| easyisboring ( @ 2008-02-04 19:00:00 |
| Current location: | tacna, peru, terminal terrestre |
| Current music: | bus station commotion |
not impervious to whatever that is
today i went back and forth across the peru chile border a few times (why is not particularly important).
upon my final arrival to peru, i embarked on a long conversation over the internet about the "future" and what that could possibly be... which only made me less sure of what is really going to happen to me--where i am going to live, what i am going to do, whether or not i will go to graduate school, and what i would try to study once there... etc.
after that, i worked my way to the city center of tacna, the border town at the very bottom of peru, rumored to be the most patriotic city in peru. it was once captured and held by chile for a number of years, before the city decided (for better or for worse, i suppose) to become part of peru once again.
in the center, as there usually are in "developing" countries, there were a number of young boys scattered about, shining people´s shoes. i´ve never actually talked to any of them, though i´ve seen them in lots of cities, i´ve never worn shoes that would require or even be possible to shine, so we had little reason to interact with one another. today should have been like that sort of day--i was wearing sandals with fabric straps, nothing there for them to shine. but two boys, and one in particular, persisted. i was writing in my journal in a picturesque square (as they tend to be), and they sat down on their little wooden shoe-shine thingies and attempted to "clean" my sandals. i didn´t want them to--i think they´d have used something black that would come off in my bag when i shove my eternally dirty sandals into the bag.

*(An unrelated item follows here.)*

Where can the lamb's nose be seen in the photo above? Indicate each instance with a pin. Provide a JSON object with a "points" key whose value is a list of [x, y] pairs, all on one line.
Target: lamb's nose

this one little boy was so sad. he just sat there in front of me with his sad eyes. i talked to him a little bit--but the truth is, i didn´t want to get to know him, because i knew that his story would be too sad for me to want to know. is that selfish of me, to want to avoid learning information that is going to make me sad and that i know i can´t do anything about?
he was eleven, and doesn´t have any brothers or sisters, he just lives with his dad. i didn´t ask him his name or what he does in school--because i am afraid, and i guess i know for pretty sure, that he doesn´t go to school, and that it is possible, maybe even likely, that his father has less respectable work than shining shoes--or maybe he does the same.
i didn´t give him any money--i´m not sure if he asked for a handout directly, because he mumbled and held the canister of kiwi shoe polish in front of his mouth when he talked. he asked me "entiendes english?" (do you understand english?). i answered honestly, and asked if he understood english. he didn´t answer, but then talked about another language, i think the indigenous language of the southern region of peru--but he mumbled, and i didn´t really understand what he was talking about. this confirmed for him that i didn´t understand a word of that language, to which he was indifferent.
then he just sat there, in front of me, silent, looking sad. i tried to be nice to him, told him to look for work someplace else, because my shoes were always dirty. he moved to the other side of the little square, fairly close still, when a father sat down with his maybe 1 year old son and 5 year old daughter, and let another boy shine the baby´s shoes and his shoes. then i got to feel like even more of a jerk, and watch this other kid earn 1 sol (the cross-language connotation of the name of the peruvian money is something i still have to get my head around) for shining a tiny pair of shoes and a grown up sized pair of shoes. One sol is about 30 cents US. i guess so is one soul, when it comes to these kids.